Properly confined with a detonator and that paper could probably have done some damage. Chlorate was used as the oxidizer in some trench mortar detonables in WWI.
That sounds a bit like the engineering professor who stages a grill cook out every summer. He demonstrates the properties of liquid oxygen by pouring a pail full of LOX into a charcoal grill which has one burning coal atop a pile of cold charcoal. He really cooks the grill, in about ten seconds. The entire load of charcoal disappears in a flash along with most of the grill. Very impressive videos.
Regards,
GtG
Guess reporters for the Beeb don't watch many old westerns.
Check it out, this guy is really nuts, 3 gallons of LOX and 40 pounds of charcoal in three seconds.
Regards,
GtG
Hi RAC,
You're right.
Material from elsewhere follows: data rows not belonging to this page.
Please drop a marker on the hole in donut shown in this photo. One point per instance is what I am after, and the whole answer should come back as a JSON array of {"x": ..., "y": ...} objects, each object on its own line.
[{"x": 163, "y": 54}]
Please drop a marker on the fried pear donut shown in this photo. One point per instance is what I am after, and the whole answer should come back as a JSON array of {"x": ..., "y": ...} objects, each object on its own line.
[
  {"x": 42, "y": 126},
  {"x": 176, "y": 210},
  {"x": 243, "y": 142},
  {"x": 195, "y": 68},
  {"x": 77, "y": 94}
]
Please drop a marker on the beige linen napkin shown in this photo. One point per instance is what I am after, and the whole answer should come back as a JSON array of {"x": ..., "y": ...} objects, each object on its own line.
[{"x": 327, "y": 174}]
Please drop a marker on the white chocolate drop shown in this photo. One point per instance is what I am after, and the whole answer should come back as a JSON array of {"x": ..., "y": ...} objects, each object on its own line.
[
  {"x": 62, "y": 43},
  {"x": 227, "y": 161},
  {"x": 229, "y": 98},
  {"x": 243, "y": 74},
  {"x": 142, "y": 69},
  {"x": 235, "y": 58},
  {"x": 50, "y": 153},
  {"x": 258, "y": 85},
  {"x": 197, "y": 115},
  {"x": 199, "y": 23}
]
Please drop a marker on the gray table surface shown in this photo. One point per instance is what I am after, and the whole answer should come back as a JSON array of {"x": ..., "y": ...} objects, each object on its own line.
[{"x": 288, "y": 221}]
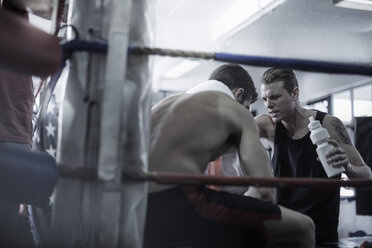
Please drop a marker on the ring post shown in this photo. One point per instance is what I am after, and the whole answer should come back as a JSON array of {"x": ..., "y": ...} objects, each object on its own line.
[{"x": 105, "y": 127}]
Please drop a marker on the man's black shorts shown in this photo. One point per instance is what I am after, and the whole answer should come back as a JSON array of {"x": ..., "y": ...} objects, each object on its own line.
[{"x": 195, "y": 216}]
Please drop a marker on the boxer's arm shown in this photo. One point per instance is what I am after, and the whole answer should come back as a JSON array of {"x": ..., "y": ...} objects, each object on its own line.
[
  {"x": 254, "y": 159},
  {"x": 344, "y": 154}
]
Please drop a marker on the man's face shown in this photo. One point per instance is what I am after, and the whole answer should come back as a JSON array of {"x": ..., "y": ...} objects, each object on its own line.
[{"x": 278, "y": 102}]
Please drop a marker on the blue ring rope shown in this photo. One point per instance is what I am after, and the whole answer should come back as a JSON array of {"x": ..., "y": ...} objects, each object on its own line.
[{"x": 297, "y": 64}]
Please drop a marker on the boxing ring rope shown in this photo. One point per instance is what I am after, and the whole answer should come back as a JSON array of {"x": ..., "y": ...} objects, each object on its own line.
[
  {"x": 90, "y": 174},
  {"x": 297, "y": 64}
]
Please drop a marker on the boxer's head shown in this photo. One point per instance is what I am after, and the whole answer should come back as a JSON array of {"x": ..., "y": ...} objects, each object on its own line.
[{"x": 239, "y": 82}]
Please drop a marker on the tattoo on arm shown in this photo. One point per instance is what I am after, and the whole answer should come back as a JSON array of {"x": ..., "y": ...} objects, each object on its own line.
[{"x": 341, "y": 131}]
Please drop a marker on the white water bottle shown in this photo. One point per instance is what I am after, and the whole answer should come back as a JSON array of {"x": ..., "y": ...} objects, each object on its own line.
[{"x": 319, "y": 137}]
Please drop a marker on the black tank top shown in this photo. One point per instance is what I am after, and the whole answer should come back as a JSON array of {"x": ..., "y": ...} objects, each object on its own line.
[{"x": 298, "y": 158}]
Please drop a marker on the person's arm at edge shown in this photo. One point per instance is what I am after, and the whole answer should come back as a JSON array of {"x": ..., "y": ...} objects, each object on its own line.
[{"x": 353, "y": 163}]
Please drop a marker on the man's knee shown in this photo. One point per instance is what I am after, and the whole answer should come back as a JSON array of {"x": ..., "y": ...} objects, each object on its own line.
[{"x": 307, "y": 228}]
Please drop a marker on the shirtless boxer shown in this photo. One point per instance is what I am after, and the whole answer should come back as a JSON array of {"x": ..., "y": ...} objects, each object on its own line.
[{"x": 189, "y": 130}]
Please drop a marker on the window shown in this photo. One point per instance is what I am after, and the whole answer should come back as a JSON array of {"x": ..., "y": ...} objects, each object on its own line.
[{"x": 363, "y": 101}]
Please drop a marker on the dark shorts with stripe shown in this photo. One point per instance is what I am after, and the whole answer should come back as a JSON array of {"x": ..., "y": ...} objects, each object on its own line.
[{"x": 195, "y": 216}]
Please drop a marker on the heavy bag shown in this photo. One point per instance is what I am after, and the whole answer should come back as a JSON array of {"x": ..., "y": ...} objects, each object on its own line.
[{"x": 26, "y": 176}]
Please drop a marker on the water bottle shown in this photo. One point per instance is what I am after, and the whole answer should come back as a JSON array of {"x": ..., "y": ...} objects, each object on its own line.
[{"x": 319, "y": 137}]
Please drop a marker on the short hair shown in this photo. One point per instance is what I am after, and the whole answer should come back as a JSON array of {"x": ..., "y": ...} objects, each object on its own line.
[
  {"x": 277, "y": 74},
  {"x": 235, "y": 76}
]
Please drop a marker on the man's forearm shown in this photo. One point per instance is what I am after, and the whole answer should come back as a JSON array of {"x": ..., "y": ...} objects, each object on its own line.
[{"x": 354, "y": 171}]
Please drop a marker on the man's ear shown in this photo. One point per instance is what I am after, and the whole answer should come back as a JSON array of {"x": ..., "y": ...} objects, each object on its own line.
[
  {"x": 295, "y": 93},
  {"x": 238, "y": 93}
]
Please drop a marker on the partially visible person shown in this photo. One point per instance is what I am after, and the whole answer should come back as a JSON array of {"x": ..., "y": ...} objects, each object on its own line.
[
  {"x": 188, "y": 131},
  {"x": 285, "y": 127},
  {"x": 16, "y": 100}
]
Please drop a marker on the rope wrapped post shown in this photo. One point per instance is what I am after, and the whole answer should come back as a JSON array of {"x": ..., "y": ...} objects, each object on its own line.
[{"x": 104, "y": 128}]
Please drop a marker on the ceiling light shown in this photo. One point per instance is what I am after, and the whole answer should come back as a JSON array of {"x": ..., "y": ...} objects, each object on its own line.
[
  {"x": 240, "y": 15},
  {"x": 354, "y": 4},
  {"x": 181, "y": 68}
]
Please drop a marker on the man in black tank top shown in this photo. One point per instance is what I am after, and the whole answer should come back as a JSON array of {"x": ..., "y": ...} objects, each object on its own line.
[{"x": 285, "y": 129}]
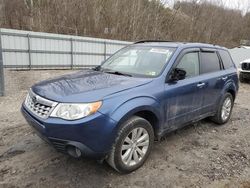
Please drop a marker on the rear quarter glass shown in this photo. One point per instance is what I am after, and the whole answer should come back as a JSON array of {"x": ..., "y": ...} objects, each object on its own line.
[{"x": 226, "y": 59}]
The stability of pure nitro is nebulous at best. Movement could cause it to go "high order", which would definitely spoil the entire day for whoever was carrying it !
EODGUY
I've carried a fountain pen for years (can't take good shorthand with a ballpoint) and I've never been stopped or even given a second glance. That's surprising, now that I think of it, because one of my favorite pens is an all-metal, hex-barrel Rotring Newton
http://www.rotring.de/www.rotring.com/products/writing/c_newton.html
Think I'll pack my favorite pens in my checked luggage from now on. Security checks have already cost my a pocket knife and a Zippo that I'd owned for more than 30 years.
By banning every single thing on a flight... doesn't that mean the Terrorists have won?
What next? Cutting open then human body and implanting explosives in the abdomen? Then detonating said explosives? We'll have to ban people next! Then no one will fly. This is ridiculous and totaly out of control. How many more freedoms must we give up because of a bunch of misguided rock worshipers?